Again, to succinctly sum up the issue, FinCEN Acting Director El-Hindi said that its consent agreement with WUFSI "reflects [Western Union's] recognition of past shortcomings and the damage that can be done when there is a failure of a culture of compliance."

Windsor Street Capital (formerly Meyers Associates L.P.) and its former AML compliance officer: On January 25, 2017, the SEC announced that it had instituted administrative proceedings against New York-based brokerage firm Windsor Street Capital (formerly Meyers Associates L.P. (Meyers Associates)), as well as its former AML compliance officer John D. Telfer, for failing to file Suspicious Activity Reports (SARs) for $24.8 million in suspicious transactions. The suspicious transactions included "those occurring in accounts controlled by microcap stock financiers Raymond H. Barton and William G. Goode who were separately concurrently charged by the SEC with conducting a 'pump-and-dump' scheme" (without admitting wrongdoing, Barton and Goode agreed to settle with the SEC and pay over $8.7 million in disgorgement, interest and penalties).

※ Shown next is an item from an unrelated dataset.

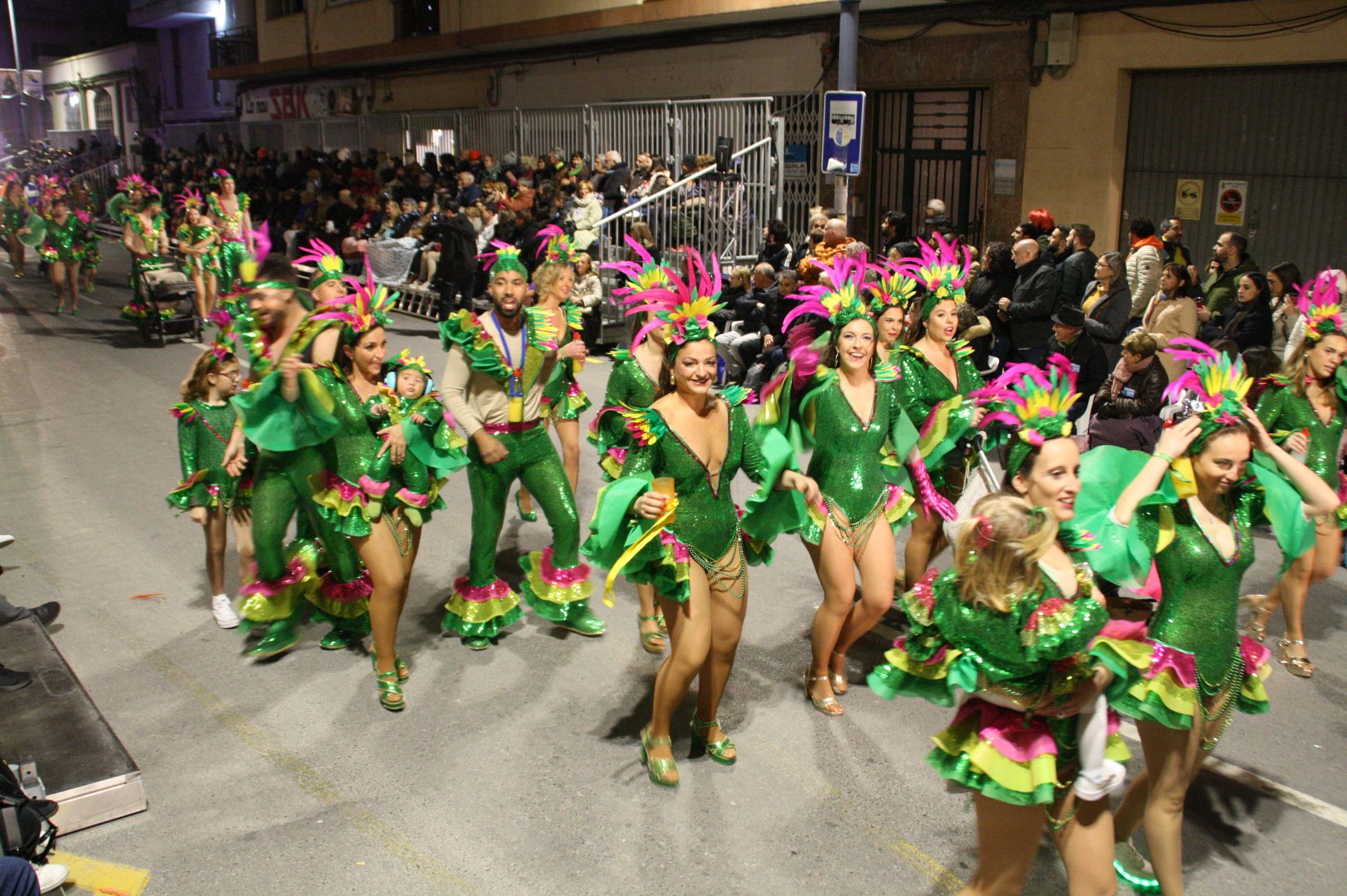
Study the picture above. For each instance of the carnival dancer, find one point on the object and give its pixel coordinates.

Among other things, the SEC alleged that AML compliance officer Telfer and Meyers Associates "should have known about the suspicious circumstances behind many transactions occurring in customer accounts." With specific reference to the "pump and dump" scheme, the SEC said that "[c]ustomers like Barton and Goode allegedly deposited large blocks of penny stocks, liquidated them typically amid substantial promotional activity, and then transferred the proceeds away from the firm. … [T]he shares deposited by Barton and Goode could not be sold legally because no registration statement was in effect and no registration exemption was available." The SEC alleged that, "[r]ather than conduct a reasonable inquiry into the deposits," Telfer and Meyers Associates accepted registration exemption claims by Barton and Goode "at face value."